I would heavily advise against this, both as a former graphic-designer-turned-workflow-consultant with a heavy focus on making training documentation, and as a current IT professional and hobby game developer. It introduces ambiguity, which should always be snuffed out as soon as it’s noticed.
That text could be part of the same “cell”, though, and it would be more cohesive. Only issue is it needing to be clear that you need to be able to click both the 100 and the mm to change them.
As for moving the home button, I wouldn’t take it out of the “D pad”, that 3x3 are all buttons that do the same thing (move the sled around). I would just reduce the height of the cells and have that text all on one line.
To be clear, this would be reducing the height of that lowest row by half, and then shrinking the leftmost column’s cells evenly to line up with the bottom of the bottom row.
Don’t get me wrong, I like condensing. I’d really like something like this to be workable:
Only issue is that this makes it unclear if the distance is for Z, XY, or both. I haven’t had my Maslow on in almost 2 weeks, but I remember being able to set Z travel distance, separately and it isn’t even present in this bit. I’m hoping I’m just second guessing myself there, though, and that it makes sense somewhere deep down in the gaps of my memory.

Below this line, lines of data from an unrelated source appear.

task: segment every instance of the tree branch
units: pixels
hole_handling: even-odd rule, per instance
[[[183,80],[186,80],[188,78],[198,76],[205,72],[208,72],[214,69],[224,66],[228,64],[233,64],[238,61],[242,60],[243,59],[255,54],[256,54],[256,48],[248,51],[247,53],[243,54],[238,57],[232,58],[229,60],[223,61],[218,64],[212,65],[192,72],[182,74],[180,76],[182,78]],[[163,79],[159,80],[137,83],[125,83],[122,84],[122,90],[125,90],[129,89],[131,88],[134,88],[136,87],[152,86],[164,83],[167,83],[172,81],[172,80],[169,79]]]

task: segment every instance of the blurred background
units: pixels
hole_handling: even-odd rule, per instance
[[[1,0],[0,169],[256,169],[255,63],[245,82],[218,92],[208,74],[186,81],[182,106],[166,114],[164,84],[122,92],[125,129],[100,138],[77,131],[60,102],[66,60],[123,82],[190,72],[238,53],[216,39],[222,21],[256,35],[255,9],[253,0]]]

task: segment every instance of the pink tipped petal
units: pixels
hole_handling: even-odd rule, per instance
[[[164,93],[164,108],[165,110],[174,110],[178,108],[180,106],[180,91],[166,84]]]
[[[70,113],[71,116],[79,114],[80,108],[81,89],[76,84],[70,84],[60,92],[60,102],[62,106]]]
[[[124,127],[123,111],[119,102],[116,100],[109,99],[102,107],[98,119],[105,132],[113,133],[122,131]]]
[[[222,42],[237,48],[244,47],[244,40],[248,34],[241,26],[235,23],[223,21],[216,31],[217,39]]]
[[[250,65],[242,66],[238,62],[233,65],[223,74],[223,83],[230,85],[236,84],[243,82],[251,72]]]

All that said, if you wanted to condense, I would suggest adding some padding between certain buttons so they can be rearranged to look nicer without hugely increasing the risk of misclicks and introduce separation from the D-pad/dist-to-move and the up/down-z buttons to show that the set distance only applies to XY movement.
If that worked out, we’d have that whole “row” under the D-pad where dist-to-move currently is freed up for other buttons. If it were for adding extend/retract, though, I’d put them above this set of buttons.